That should find \(13819\) reads from SRR014849.fastq and save them to a new FASTQ file, with_primer.fastq.

Now suppose that instead you wanted to make a FASTQ file containing these reads but with the primer sequence removed? That’s just a small change as we can slice the SeqRecord (see Section [sec:SeqRecord-slicing]) to remove the first eleven letters (the length of our primer):

from Bio import SeqIO
trimmed_primer_reads = (rec[11:] for rec in \
                        SeqIO.parse("SRR020192.fastq", "fastq") \
                        if rec.seq.startswith("GATGACGGTGT"))
count = SeqIO.write(trimmed_primer_reads, "with_primer_trimmed.fastq", "fastq")
print("Saved %i reads" % count)

Again, that should pull out the \(13819\) reads from SRR020192.fastq, but this time strip off the first ten characters, and save them to another new FASTQ file, with_primer_trimmed.fastq.

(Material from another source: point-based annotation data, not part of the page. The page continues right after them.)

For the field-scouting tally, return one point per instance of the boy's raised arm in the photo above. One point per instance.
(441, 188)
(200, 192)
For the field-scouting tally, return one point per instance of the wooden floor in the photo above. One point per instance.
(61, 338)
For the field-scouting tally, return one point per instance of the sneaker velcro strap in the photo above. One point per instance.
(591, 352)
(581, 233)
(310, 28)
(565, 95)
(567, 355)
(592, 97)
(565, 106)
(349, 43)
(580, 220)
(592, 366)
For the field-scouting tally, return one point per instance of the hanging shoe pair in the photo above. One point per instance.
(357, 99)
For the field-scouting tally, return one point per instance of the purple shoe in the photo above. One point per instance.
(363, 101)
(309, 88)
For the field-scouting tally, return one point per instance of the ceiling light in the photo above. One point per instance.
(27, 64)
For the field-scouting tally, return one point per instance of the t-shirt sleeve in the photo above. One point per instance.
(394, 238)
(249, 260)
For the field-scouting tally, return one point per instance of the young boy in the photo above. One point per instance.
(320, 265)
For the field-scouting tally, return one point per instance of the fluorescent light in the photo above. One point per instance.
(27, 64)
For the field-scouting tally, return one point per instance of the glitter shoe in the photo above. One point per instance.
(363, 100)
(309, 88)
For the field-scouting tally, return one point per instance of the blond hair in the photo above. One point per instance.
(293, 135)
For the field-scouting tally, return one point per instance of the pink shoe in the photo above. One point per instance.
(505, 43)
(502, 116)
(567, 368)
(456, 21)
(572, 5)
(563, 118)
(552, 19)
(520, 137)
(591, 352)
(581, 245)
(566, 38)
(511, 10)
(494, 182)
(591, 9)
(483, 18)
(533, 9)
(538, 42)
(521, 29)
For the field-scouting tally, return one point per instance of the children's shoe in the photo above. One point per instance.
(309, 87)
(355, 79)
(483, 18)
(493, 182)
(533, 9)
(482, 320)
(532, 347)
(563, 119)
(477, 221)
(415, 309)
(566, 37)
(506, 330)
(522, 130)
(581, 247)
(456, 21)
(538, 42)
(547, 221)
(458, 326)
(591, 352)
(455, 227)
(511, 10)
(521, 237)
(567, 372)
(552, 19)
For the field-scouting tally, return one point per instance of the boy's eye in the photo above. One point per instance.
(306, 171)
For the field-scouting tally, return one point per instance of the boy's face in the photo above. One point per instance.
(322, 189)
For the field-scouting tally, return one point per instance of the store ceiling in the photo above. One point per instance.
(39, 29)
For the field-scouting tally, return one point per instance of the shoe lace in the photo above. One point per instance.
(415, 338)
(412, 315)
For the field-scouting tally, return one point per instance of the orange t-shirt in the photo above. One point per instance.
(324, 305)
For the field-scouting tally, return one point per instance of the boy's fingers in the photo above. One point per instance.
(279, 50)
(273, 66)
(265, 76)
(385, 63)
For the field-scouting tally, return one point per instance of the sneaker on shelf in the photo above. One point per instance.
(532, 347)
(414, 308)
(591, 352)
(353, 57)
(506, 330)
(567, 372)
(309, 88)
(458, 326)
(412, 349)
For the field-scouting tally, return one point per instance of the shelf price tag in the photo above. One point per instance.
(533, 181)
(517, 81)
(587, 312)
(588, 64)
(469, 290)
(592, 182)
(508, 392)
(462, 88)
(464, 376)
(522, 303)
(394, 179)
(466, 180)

Finally, suppose you want to create a new FASTQ file where these reads have their primer removed, but all the other reads are kept as they were? If we want to still use a generator expression, it is probably clearest to define our own trim function:

from Bio import SeqIO
def trim_primer(record, primer):
    if record.seq.startswith(primer):
        return record[len(primer):]
    else:
        return record

trimmed_reads = (trim_primer(record, "GATGACGGTGT") for record in \
                 SeqIO.parse("SRR020192.fastq", "fastq"))
count = SeqIO.write(trimmed_reads, "trimmed.fastq", "fastq")
print("Saved %i reads" % count)

This takes longer, as this time the output file contains all \(41892\) reads. Again, we’re used a generator expression to avoid any memory problems. You could alternatively use a generator function rather than a generator expression.

from Bio import SeqIO
def trim_primers(records, primer):
    """Removes perfect primer sequences at start of reads.

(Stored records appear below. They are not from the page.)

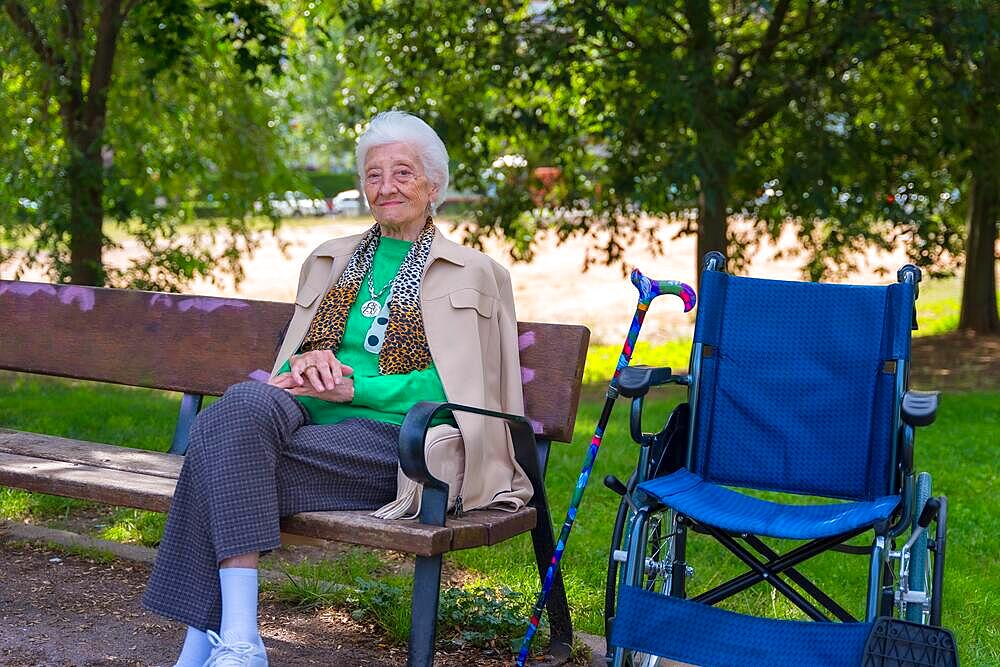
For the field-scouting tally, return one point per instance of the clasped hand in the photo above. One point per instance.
(318, 374)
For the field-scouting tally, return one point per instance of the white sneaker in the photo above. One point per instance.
(227, 652)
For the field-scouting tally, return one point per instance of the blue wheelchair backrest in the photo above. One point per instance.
(797, 388)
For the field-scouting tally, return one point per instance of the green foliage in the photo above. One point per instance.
(958, 449)
(136, 527)
(187, 119)
(477, 615)
(762, 109)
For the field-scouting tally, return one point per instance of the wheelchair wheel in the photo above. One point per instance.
(919, 576)
(657, 534)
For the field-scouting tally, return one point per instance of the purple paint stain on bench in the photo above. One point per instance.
(27, 289)
(208, 304)
(157, 298)
(83, 297)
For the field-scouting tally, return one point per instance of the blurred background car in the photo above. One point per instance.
(294, 204)
(349, 202)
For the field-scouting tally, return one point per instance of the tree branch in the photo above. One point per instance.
(773, 34)
(132, 4)
(19, 15)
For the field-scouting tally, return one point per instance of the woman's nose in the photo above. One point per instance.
(388, 184)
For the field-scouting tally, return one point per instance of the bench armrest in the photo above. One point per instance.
(413, 433)
(920, 407)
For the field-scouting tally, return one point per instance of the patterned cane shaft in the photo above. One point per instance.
(648, 290)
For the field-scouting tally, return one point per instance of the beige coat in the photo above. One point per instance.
(468, 310)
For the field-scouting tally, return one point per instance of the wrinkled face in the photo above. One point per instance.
(397, 187)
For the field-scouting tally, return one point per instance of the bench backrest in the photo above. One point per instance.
(201, 345)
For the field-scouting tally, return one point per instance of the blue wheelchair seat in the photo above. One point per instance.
(704, 635)
(735, 512)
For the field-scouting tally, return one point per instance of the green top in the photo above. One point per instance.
(384, 398)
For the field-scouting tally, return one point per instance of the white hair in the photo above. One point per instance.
(390, 127)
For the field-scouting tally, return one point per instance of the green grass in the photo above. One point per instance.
(477, 614)
(960, 451)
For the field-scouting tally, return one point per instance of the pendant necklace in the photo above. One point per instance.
(371, 307)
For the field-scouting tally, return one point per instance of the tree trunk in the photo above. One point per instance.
(712, 218)
(714, 128)
(86, 214)
(979, 286)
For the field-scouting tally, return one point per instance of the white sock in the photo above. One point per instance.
(239, 603)
(196, 649)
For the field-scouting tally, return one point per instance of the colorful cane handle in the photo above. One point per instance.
(649, 289)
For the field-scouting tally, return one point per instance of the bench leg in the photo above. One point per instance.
(426, 591)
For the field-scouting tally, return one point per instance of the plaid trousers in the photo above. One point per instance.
(252, 459)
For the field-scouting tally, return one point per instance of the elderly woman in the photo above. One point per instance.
(382, 320)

    This is a generator function, the records argument should
    be a list or iterator returning SeqRecord objects.
    """
    len_primer = len(primer) #cache this for later
    for record in records:
        if record.seq.startswith(primer):
            yield record[len_primer:]
        else:
            yield record

original_reads = SeqIO.parse("SRR020192.fastq", "fastq")
trimmed_reads = trim_primers(original_reads, "GATGACGGTGT")
count = SeqIO.write(trimmed_reads, "trimmed.fastq", "fastq")
print("Saved %i reads" % count)

This form is more flexible if you want to do something more complicated where only some of the records are retained – as shown in the next example.

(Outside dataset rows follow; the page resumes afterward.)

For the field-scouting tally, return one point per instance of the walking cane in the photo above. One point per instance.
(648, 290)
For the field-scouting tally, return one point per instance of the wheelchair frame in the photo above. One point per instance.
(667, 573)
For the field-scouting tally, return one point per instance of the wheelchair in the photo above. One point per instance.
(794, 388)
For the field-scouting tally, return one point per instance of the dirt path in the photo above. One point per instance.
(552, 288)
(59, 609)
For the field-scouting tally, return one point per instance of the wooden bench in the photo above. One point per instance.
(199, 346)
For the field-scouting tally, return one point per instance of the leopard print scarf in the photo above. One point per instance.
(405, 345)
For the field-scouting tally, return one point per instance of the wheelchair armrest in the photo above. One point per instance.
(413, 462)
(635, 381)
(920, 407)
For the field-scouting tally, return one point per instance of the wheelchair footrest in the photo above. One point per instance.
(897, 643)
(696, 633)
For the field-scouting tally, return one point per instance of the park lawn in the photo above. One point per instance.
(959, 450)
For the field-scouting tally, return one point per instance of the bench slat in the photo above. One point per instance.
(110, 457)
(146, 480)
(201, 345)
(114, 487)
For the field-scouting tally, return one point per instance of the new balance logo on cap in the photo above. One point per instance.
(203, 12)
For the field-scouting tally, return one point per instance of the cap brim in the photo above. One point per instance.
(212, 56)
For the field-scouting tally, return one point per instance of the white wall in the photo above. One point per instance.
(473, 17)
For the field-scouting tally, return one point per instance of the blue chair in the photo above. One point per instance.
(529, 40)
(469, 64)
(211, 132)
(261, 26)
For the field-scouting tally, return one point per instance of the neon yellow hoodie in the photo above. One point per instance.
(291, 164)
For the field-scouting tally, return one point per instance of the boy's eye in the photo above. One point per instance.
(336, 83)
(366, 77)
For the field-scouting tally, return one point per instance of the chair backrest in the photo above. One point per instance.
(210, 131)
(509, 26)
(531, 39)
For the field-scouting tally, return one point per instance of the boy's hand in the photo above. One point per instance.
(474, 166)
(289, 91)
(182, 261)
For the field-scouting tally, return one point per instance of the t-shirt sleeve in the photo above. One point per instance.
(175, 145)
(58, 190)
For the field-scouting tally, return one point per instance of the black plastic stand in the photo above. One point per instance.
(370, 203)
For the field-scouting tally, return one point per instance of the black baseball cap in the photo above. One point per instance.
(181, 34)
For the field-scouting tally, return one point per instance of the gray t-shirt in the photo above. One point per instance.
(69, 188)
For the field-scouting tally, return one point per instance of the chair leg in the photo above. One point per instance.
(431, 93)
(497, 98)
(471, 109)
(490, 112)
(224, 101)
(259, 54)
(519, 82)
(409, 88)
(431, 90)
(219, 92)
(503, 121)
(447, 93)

Trimming off adaptor sequences

This is essentially a simple extension to the previous example. We are going to going to pretend GATGACGGTGT is an adaptor sequence in some FASTQ formatted read data, again the SRR020192.fastq file from the NCBI (ftp://ftp.sra.ebi.ac.uk/vol1/fastq/SRR020/SRR020192/SRR020192.fastq.gz).

This time however, we will look for the sequence anywhere in the reads, not just at the very beginning:

from Bio import SeqIO

def trim_adaptors(records, adaptor):
    """Trims perfect adaptor sequences.

    This is a generator function, the records argument should
    be a list or iterator returning SeqRecord objects.
    """
    len_adaptor = len(adaptor) #cache this for later
    for record in records:
        index = record.seq.find(adaptor)
        if index == -1:
            #adaptor not found, so won't trim
            yield record
        else:
            #trim off the adaptor
            yield record[index+len_adaptor:]

original_reads = SeqIO.parse("SRR020192.fastq", "fastq")
trimmed_reads = trim_adaptors(original_reads, "GATGACGGTGT")
count = SeqIO.write(trimmed_reads, "trimmed.fastq", "fastq")
print("Saved %i reads" % count)

Because we are using a FASTQ input file in this example, the SeqRecord objects have per-letter-annotation for the quality scores. By slicing the SeqRecord object the appropriate scores are used on the trimmed records, so we can output them as a FASTQ file too.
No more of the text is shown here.